Wizards head coach Flip Saunders said the dunk contest would do “nothing” for JaVale McGee’s confidence, except that it appears that it has. McGee set the tone on the first possession with back-to-back rejections on Devin Harris, made his first five shots from the field and had five of his six blocks in the first half. Finishing with 15 points – yes, including an alley oop and an old-fashioned three-point play on a dunk – and a determined seven rebounds, McGee had himself a solid, professional kind of night.

Now he needs to learn how to pass, and he’s not getting that from the dunk contest.

“JaVale is trying to find the difference between over-exposing himself to block shots and knowing that to go and make sure you can contest it and take yourself out of the play,” said Saunders. “I think he did a pretty good job of that overall tonight. He fought [Brook] Lopez, for most of the game, I thought he fought him pretty well, and he scored well inside. One thing I’d like to see, it seems like every time he touches it, he wants to shoot it. I’d like to see him get some assists because I think that that’s one of the reasons he ends up with five turnovers, the only negative thing he did tonight. But he did other things well.”


Rashard Lewis is starting to find his way around Washington. Okay, maybe just the Verizon Center. But his all-around performance (16 points, 13 rebounds, six assists) was impressive. His trio of consecutive three-pointers in the first quarter – all off feeds from John Wall (9 assists) – was really the game’s knockout punch.

“It’s getting better and better, every game and every practice, just trying to figure him out and him trying to figure me out, like when we’re running pick and rolls,” said Lewis. “I notice if we can just get stops and give him the ball, let him push the pace, it make the defense collapse and we can get wide-open shots like we did in the first quarter.”
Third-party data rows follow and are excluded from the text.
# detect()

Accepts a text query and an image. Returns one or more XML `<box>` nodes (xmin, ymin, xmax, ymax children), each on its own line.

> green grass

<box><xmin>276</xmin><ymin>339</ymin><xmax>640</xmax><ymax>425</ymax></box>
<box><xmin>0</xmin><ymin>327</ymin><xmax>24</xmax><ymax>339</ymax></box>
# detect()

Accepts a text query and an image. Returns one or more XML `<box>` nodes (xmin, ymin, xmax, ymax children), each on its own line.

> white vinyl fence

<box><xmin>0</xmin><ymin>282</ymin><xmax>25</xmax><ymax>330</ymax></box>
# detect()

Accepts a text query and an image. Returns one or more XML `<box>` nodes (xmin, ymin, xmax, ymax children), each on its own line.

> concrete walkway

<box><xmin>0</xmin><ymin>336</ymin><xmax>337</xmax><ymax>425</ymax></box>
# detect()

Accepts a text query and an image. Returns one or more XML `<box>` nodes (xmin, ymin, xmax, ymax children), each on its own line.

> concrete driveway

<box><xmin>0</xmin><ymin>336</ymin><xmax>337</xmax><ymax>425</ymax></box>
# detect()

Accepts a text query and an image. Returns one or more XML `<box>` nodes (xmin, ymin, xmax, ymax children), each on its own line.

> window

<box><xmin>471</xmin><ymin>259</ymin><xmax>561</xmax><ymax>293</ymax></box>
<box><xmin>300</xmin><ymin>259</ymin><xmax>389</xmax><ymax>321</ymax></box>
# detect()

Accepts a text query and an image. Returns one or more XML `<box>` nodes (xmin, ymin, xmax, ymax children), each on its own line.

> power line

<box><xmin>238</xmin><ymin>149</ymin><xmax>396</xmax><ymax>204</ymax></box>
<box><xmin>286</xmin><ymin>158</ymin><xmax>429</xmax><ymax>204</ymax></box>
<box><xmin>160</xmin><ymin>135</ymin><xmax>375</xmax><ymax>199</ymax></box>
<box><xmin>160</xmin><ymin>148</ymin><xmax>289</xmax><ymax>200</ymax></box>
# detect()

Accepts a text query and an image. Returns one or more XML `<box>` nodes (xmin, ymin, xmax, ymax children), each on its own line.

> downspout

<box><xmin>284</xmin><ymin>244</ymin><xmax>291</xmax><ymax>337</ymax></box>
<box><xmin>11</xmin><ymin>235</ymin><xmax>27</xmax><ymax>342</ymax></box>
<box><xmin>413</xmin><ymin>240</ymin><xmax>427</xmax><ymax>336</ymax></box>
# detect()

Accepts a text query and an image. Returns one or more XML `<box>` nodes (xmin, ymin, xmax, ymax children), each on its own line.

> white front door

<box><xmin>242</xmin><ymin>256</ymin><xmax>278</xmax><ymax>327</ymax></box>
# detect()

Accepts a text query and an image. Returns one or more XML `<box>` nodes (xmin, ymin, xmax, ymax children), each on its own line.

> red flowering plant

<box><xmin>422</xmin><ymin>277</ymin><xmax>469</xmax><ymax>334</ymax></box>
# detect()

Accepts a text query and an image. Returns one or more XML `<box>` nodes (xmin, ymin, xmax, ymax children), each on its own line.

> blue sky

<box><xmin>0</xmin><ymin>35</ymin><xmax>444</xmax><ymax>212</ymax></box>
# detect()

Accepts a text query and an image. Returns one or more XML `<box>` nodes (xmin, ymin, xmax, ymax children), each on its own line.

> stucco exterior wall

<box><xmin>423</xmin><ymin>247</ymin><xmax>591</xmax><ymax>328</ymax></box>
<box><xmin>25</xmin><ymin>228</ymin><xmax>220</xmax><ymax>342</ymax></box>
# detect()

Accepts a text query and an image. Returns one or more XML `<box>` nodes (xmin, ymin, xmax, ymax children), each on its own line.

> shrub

In his last four games, Lewis is 23 for 44 (52.3 percent) from the field, including 8 for 18 (44 percent) from three-point range. That’s a consistent offensive punch the Wizards enjoy having, but Lewis’s presence could be even more important.

“He’s very professional, as far as how he goes about doing things, very much a student of the game, makes the right play,” said Saunders. “As I tried to explain to our guys, players on good teams, that’s what they do, that’s how they play.”


Fun is nice, and the Wizards’ pregame introduction routine of tossing each member of the starting five onto the court shows some desperately needed camaraderie. But a road win would be better. Again, even with the accolades for McGee and Lewis, beating a bad team at home is the 101-level of NBA basketball. Getting a road win against a beatable team, as in Charlotte on Saturday, is the 102-level. Spring semester starts now.

“We always play well at home, but we gotta carry this away where the crowd isn’t with us,” said McGee. “We really have carry this over, especially since this is a back-to-back but since it’s an away game, we have to go hard tomorrow.”